If only snakes were really made of gold!
Happy New Year to all of my readers! Thank you for continuing to follow my blog(s), and for taking part in comments now that they have been enabled. It is a common custom at the start of the new year to reflect back upon the old one, and I must say that the past year has been a very rough one for me indeed.
Before I left Japan, I spent a great deal of mental energy attempting to prepare myself for the changes to come. After 23 years there, and only visiting home once during that entire time and that visit coming very early in my stay, I knew that it was going to be a bumpy ride. Boy howdy, I was right.
There is an experience that many Japanese people have after they have lived abroad for an extended time in which they have been fundamentally changed such that they cannot fully integrate with their own culture upon return. These "returnees" sometimes find the restrictions of their culture stifling and hard to bear. Their cohorts find them weird and harder to live with. I always felt that this was something that easily happened to the Japanese because they lived in a straight jacket and once released, they found it hard to climb back into those confines again.
Well, I'm here to say that it doesn't only happen to "them". It absolutely happened to me, too. I have been fundamentally changed from my time in Japan and find adapting to life here very hard. There are numerous things which have been difficult to adjust to and it has been emotionally overwhelming at times. I don't want to make an exhaustive list, but just one of the many things I've found hard to deal with is the arbitrary nature of social life in the U.S.

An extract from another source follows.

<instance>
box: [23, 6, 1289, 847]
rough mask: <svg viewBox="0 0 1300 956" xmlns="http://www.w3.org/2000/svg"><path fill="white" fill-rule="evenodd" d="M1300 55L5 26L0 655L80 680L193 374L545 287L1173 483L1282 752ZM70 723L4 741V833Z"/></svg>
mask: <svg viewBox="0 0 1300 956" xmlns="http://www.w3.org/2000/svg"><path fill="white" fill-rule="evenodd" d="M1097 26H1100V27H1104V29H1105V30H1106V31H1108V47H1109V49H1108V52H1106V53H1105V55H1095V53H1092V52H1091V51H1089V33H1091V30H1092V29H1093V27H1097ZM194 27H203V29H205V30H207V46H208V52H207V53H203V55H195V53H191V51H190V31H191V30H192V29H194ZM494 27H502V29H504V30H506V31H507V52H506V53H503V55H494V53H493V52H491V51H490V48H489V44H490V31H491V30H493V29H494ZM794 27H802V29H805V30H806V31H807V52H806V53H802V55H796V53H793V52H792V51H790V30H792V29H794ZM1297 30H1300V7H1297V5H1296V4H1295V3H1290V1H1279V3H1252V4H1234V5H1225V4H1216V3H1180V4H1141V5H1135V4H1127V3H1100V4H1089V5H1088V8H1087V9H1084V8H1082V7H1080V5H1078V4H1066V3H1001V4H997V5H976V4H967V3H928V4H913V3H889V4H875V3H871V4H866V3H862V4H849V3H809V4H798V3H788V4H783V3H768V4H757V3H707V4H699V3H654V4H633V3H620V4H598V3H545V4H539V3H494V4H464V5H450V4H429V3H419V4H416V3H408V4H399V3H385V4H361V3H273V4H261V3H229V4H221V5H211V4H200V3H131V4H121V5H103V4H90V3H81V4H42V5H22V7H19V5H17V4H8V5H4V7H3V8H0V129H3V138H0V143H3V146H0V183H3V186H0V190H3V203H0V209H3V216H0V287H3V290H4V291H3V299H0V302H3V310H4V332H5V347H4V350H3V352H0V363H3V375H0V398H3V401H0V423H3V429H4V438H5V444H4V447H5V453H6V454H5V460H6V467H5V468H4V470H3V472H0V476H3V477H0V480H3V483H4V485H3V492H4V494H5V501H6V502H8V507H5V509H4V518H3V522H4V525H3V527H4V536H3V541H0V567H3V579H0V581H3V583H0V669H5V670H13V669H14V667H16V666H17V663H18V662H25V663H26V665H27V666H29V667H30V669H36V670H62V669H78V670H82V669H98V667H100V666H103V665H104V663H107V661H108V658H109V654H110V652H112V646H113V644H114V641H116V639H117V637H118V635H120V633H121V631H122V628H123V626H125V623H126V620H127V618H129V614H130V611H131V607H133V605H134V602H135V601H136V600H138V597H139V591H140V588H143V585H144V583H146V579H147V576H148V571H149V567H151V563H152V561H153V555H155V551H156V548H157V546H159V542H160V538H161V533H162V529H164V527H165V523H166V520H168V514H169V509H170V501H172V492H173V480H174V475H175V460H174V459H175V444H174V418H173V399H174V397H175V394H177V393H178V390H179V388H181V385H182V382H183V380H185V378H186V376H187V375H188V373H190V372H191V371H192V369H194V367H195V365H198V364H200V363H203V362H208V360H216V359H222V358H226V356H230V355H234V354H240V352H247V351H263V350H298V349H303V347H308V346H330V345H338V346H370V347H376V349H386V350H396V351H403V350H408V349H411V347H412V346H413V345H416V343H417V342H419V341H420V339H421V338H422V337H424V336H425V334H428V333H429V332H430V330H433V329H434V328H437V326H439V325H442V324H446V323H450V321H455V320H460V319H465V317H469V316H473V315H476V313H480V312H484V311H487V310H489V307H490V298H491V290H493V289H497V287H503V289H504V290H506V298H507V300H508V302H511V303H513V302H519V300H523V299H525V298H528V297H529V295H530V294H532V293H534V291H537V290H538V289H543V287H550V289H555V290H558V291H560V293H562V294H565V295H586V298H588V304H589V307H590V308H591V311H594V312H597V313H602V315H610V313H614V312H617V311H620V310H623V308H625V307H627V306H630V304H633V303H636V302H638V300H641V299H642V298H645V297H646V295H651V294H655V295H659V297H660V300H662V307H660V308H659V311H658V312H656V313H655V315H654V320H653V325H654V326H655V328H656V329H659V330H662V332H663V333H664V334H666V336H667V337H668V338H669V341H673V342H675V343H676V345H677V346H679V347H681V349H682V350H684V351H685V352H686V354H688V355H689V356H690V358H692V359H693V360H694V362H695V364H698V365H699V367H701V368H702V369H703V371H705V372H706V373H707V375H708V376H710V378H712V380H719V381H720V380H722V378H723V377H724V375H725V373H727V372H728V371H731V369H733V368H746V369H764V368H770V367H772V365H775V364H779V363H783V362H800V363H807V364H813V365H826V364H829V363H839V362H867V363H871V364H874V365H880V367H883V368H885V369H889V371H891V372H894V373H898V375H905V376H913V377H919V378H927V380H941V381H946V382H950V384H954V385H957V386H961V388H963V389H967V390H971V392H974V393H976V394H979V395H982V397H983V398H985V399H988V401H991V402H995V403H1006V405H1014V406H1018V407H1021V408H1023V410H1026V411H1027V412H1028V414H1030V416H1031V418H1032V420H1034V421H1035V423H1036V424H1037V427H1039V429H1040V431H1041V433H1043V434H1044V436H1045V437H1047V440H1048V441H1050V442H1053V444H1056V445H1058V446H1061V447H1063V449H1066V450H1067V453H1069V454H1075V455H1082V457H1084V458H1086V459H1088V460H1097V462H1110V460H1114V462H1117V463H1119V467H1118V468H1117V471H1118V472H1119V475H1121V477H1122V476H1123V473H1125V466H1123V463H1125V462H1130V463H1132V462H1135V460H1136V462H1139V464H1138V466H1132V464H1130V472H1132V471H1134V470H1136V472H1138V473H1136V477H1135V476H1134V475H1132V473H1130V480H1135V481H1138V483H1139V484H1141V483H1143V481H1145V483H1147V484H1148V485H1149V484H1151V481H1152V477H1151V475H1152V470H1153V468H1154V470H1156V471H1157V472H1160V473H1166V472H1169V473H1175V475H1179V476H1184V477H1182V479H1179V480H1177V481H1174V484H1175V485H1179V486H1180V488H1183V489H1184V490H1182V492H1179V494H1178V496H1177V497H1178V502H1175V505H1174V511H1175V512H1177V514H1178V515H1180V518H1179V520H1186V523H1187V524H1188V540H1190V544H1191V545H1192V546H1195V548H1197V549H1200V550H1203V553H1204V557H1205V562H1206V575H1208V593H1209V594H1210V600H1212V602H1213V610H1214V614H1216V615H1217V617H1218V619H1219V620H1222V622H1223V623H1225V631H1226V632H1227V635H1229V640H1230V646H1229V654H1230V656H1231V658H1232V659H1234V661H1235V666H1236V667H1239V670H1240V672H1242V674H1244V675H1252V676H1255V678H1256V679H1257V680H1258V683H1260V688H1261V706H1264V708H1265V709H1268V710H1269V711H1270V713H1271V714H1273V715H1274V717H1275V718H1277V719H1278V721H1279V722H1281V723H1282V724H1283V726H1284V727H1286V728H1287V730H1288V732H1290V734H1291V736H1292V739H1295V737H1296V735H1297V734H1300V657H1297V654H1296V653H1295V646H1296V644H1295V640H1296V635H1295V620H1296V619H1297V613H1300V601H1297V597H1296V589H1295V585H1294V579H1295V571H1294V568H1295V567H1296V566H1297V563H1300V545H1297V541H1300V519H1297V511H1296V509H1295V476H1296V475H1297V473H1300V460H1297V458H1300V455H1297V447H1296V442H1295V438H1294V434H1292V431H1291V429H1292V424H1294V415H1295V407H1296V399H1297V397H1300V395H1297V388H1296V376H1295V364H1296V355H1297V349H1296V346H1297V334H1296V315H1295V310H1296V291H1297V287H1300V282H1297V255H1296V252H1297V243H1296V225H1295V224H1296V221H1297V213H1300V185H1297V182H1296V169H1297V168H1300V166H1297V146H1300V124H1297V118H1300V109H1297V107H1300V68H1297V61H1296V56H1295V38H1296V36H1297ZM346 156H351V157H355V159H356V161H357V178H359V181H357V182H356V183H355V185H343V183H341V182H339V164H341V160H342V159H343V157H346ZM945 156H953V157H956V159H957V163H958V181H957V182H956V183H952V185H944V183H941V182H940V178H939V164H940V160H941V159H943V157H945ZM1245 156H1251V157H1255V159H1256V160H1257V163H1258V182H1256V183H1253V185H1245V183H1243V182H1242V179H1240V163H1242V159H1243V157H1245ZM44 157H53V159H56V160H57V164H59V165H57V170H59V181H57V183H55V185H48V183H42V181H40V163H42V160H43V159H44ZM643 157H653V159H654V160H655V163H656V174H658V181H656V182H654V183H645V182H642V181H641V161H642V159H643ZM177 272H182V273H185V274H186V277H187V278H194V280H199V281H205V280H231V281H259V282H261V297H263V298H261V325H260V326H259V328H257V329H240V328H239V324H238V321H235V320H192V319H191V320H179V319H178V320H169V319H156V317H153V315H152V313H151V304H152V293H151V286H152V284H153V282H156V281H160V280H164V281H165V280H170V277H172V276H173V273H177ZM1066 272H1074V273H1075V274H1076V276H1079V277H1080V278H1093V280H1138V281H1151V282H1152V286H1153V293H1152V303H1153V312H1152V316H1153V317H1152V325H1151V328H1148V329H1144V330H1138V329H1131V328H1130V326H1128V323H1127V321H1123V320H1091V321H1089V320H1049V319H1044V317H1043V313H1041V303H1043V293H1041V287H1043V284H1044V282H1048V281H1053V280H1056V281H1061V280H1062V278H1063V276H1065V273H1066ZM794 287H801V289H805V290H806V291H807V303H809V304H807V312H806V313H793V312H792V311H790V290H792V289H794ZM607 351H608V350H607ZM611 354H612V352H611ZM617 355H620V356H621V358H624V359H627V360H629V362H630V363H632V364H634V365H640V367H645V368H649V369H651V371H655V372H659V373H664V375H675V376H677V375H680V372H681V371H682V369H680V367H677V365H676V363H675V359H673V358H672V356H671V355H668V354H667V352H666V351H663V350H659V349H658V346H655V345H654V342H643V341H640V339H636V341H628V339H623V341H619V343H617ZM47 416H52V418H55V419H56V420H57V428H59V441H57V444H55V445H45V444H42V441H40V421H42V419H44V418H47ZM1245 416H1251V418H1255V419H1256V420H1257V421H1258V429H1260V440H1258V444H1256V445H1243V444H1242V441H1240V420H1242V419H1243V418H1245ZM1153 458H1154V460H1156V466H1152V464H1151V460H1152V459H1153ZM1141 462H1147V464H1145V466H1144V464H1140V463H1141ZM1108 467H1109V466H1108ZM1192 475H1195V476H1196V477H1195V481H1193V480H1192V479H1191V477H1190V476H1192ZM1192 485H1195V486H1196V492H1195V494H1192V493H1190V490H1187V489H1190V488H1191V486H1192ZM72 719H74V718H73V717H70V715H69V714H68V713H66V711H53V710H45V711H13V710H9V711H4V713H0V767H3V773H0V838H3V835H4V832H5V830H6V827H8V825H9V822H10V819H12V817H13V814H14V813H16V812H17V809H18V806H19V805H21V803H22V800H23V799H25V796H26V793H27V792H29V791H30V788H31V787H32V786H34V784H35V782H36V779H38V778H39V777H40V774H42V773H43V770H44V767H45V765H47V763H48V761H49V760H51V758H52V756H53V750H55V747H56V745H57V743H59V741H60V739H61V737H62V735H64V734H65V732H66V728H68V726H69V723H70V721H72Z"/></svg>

In particular, the unchecked and intentional aggressiveness of people and the arbitrary nature of social behavior have disturbed me. There are no rules, save personal ones, and when they are unintentionally transgressed, you will be handled in an overtly unkind manner. People will go out of their way to confront you angrily just as easily as they will go out of their way to be kind to you by holding open a door or offering to carry your bag. The chaotic nature of both acts of kindness and hostility is something I have had problems finding equanimity with. This is but a tiny portion of the reverse culture shock I've been attempting to deal with, but it has been a pretty significant one.
I don't know if this was the America I lived in 23 years ago, but I don't recall it having been so. Of course, when you are a part of the river and moving along with the flow, you don't really notice that it is doing anything special. When you are rock standing still and watching it wash all around you at breakneck speed, you see every ripple and current, every twig and branch being torn apart by it's furious movement.
This blog continues to act as a filtering and organizing tool for my transition from Japan to America as well as a way of noting my memories. I can't express enough how valuable writing is as a process and would encourage any reader who finds himself thinking too much to consider using public writing as a way of coming to understand oneself and the world. If you want to make a positive change in the coming year, using a blog as a productive tool for self-knowledge and growth could certainly be a good resolution.
My best wishes for health, peace, and happiness to all in the coming year.